Wiele lat zajęło mi zrozumienie prostego faktu, że małżeństwo to nie piękna opowieść, która się spełnia. W tej historii każdy z nas ciężką pracą pisze szczęśliwe zakończenie.

Czy jednak wszyscy jesteśmy świadomi, co zrobić aby nasze małżeństwo było szczęśliwe … lub inaczej… abyśmy byli szczęśliwi w  naszym małżeństwie?

Znalazłem dla was ciekawy artykuł, który postaram się krótko omówić, a który w kilku punktach prezentuje uniwersalne narzędzia niezbędne do tego aby owo szczęście w małżeństwie najpierw znaleźć a następnie budować każdego dnia.

Masz odwagę zmierzyć się z tym?
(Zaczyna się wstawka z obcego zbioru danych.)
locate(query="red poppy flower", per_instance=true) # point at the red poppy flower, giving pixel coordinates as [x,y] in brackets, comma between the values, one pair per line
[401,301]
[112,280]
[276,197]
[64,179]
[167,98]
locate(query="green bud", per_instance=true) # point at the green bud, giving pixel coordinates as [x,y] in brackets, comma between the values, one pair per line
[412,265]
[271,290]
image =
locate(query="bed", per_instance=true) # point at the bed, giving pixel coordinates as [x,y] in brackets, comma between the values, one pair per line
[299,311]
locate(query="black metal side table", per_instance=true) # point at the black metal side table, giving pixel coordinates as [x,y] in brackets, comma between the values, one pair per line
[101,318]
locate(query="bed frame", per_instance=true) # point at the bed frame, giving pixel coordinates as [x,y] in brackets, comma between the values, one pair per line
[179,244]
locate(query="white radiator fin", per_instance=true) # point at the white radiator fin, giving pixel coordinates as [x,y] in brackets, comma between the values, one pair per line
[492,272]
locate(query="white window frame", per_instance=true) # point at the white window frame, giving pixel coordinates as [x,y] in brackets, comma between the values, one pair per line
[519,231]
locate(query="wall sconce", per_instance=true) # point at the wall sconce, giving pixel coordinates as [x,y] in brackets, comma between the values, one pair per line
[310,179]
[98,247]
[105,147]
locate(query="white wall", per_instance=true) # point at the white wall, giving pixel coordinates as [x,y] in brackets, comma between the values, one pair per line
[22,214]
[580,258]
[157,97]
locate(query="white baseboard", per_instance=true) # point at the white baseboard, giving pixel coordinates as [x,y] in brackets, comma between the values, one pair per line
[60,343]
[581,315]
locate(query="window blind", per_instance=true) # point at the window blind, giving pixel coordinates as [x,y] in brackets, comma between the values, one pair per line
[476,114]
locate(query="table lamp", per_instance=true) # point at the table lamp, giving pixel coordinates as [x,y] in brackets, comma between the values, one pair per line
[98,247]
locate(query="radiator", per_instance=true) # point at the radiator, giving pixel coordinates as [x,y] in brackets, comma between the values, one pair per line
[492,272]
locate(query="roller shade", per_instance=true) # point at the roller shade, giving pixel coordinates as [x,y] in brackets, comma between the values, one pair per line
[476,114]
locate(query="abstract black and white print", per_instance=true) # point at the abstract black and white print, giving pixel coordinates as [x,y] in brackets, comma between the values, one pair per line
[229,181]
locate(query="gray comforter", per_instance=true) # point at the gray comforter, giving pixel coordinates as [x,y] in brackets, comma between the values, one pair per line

No to jedziemy.

Zgadzaj się na niezgodność

Niestety trzeba się pogodzić z tym, że każdy ma swoje przyzwyczajenia i choćbyśmy nie wiem co robili, zawsze każde będzie ciągnęło w swoją stronę.

”Akademia_Pianina”

Każdy z nas w posagu małżeńskim składa pewne wartości wyniesione np z rodziny: „..’bo moi rodzice robili coś inaczej niż twoi”.

Czy wy też czasem łapiecie się na tym, iż wydaje wam się ze skoro wasza rodzina robiła coś tak a tak to jest to lepszy wariant niż ten proponowany przez współmałżonka?

Każda taka niezgodność prowadzi do konfliktu, ale uwaga: o wiele zdrowiej jest stanąć twarzą w twarz z konfliktem niż go po prostu unikać. Badania pokazały, że ci, którzy nie boją się konfliktów, są szczęśliwszymi małżonkami od tych, którzy ich unikają.

Spróbujmy całą sytuację nieco inaczej wyjaśnić.

Jakikolwiek konflikt możemy zinterpretować, jako wołanie „coś się musi zmienić”. Być może słyszałeś, że każdy człowiek co jakiś czas się po prostu zmienia. Z upływem czasu zdobywamy inne doświadczenia, mamy większą wiedzę stajemy się dojrzalsi (lub na odwrót).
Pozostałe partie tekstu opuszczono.